First step was to get the lockplate flat and "square".
I used a machinist's vise and an an arbor press to get the casting kinks out. This was after a simple initial draw filing. I merely removed the casting sprues and any grossly high spots.
You will never get it perfectly flat, but it should be as flat as you can get it within reason. With a straightedge, my plate was within .010" over the entire length, prior to drawfiling.
After the drawfiling, the .010" becomes .005" in a hurry. With the mechanical aspect of this lock, these figures could be tripled, and it would still function perfectly.
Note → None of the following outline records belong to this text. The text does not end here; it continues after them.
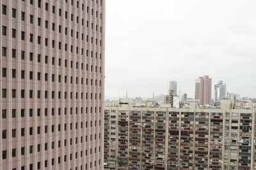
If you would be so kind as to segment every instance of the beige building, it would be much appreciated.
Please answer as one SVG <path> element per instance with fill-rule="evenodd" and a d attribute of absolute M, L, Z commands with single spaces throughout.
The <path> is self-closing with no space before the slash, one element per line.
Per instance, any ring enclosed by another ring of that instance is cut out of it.
<path fill-rule="evenodd" d="M 0 6 L 0 169 L 102 169 L 105 0 Z"/>
<path fill-rule="evenodd" d="M 212 79 L 209 76 L 199 77 L 196 80 L 195 99 L 200 100 L 200 105 L 211 103 Z"/>
<path fill-rule="evenodd" d="M 221 101 L 220 109 L 138 104 L 105 107 L 105 169 L 255 169 L 255 110 Z M 128 168 L 127 168 L 128 167 Z"/>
Heck, the best L&R lock that ever left the factory is out 4 to 5 times this figure!
The backside however, has raised allocations for the primary and secondary sear, and the right angle shelf that the pan cover slides on, so a complete drawfiling is impossible. I did drawfile, but just enough to get a predictable flat surface. The indentations to indicate component location are plenty deep, and quite impossible to "erase".
So far so good.
I am now squaring up the remaining parts, but only enough to get the surfaces for critical interface squared away. For instance, the sliding pan cover is only cleaned up on the underside, and not to length, because the pan needs to be "sealed". I left the cover oversize to allow a great fit after the pan is installed. You have to resist the urge to get carried away.
Once again, this set from TRS is top notch. The **** pivot shaft is only "out of round" .001", and unlike the matchlock set, the shaft protrudes exactly 90 degrees from the backside of the ****.
Everything will go along great until it comes time to make the springs into springs, but that is why we have Roy on the forum.